A afribrinogenemia é a ausência completa de fibrinogénio e caracteriza-se por hemorragias que ocorrem, tipicamente, no período neonatal, com hemorragias do cordão umbilical. Podem ocorrer outras hemorragias a nível da pele, tecidos moles, músculos, articulações, trato gastrointestinal ou trato genitourinário. A ocorrência de hemorragias intracranianas é menos frequente mas pode ser recorrente e, muitas vezes, fatal. [1, 2] A tendência hemorrágica varia consideravelmente entre muito poucos a vários episódios por ano. Em indivíduos com afibrinogenemia, os testes de coagulação baseados no coágulo são indeterminadamente prolongados e a atividade do fibrinogénio e do antigénio são indetetáveis. [3, 4]

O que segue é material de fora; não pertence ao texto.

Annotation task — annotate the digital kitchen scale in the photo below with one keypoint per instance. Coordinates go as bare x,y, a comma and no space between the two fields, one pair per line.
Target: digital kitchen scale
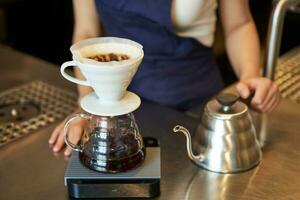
142,182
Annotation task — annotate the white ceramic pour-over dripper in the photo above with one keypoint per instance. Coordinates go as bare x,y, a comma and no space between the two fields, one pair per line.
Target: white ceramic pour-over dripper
108,79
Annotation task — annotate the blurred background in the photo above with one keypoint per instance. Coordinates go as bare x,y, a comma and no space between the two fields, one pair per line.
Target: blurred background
44,29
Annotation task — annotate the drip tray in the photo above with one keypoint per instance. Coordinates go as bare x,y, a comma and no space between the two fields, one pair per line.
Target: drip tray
27,108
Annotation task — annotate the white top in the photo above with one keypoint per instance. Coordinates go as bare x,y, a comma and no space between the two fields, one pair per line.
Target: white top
195,18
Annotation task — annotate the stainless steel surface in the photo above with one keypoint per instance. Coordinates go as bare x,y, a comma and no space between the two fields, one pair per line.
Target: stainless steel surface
29,169
226,139
287,75
29,107
274,35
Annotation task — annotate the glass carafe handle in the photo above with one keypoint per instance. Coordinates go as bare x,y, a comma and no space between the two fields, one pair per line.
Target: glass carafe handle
66,126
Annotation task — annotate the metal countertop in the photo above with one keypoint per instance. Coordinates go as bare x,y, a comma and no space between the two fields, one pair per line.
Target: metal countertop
29,169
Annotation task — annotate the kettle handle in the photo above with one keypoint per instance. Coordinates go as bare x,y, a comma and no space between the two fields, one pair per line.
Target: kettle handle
71,118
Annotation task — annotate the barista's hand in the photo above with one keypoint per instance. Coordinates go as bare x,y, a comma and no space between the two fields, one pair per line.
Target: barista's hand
75,131
266,93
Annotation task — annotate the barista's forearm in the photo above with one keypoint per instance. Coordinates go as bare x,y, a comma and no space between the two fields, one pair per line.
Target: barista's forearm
87,25
243,49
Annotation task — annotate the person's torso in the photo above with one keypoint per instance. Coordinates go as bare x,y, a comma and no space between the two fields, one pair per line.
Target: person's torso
176,71
195,18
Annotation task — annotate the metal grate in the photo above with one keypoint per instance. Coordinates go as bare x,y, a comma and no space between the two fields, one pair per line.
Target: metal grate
53,103
287,75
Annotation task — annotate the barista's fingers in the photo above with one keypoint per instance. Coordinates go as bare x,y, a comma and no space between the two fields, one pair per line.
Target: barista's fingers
272,93
243,90
75,133
68,151
59,143
56,133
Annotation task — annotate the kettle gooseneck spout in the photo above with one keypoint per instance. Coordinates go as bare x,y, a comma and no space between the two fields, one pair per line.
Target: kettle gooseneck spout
187,134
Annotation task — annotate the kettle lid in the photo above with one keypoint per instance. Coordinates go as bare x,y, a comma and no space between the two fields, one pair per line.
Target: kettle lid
226,106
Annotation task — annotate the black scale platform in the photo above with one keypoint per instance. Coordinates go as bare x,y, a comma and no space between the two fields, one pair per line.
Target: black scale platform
142,182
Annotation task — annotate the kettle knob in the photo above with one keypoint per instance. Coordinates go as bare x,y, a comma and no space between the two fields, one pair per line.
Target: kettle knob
227,99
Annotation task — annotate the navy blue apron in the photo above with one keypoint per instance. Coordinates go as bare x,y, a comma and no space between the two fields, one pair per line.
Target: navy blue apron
176,71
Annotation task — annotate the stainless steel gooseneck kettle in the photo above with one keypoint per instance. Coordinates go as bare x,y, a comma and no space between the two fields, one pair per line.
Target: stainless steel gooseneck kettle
226,139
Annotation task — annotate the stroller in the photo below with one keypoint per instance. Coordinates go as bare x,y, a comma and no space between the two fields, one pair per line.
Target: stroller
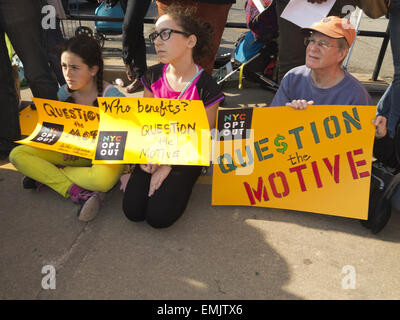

Parâmetro laboratorial Resultado em doentes afibrinogenémicos
Tempo de protrombina (TP) Sem coagulação
Tempo de tromboplastina parcial activada (TTPA) Sem coagulação
Tempo de trombina Sem coagulação
Atividade do fibrinogénio Indetetável
Antigénio do fibrinogénio Indetetável

Tabela 1 Parâmetros laboratoriais em doentes com afibrinogenemia

Os doentes com afibrinogenemia apresentam, para além do risco de hemorragia, um risco significativamente elevado de eventos tromboembólicos. Estes eventos ocorrem logo numa idade precoce, correspondendo frequentemente a tromboses arteriais ou venosas recorrentes. Em alguns casos, os coágulos migram para os vasos pulmonares, conduzindo a obstruções ou estenoses de uma artéria pulmonar ou brônquica. Mais raramente, os eventos trombóticos incluem formas mistas de trombose arterial e venosa. [4, 5, 6]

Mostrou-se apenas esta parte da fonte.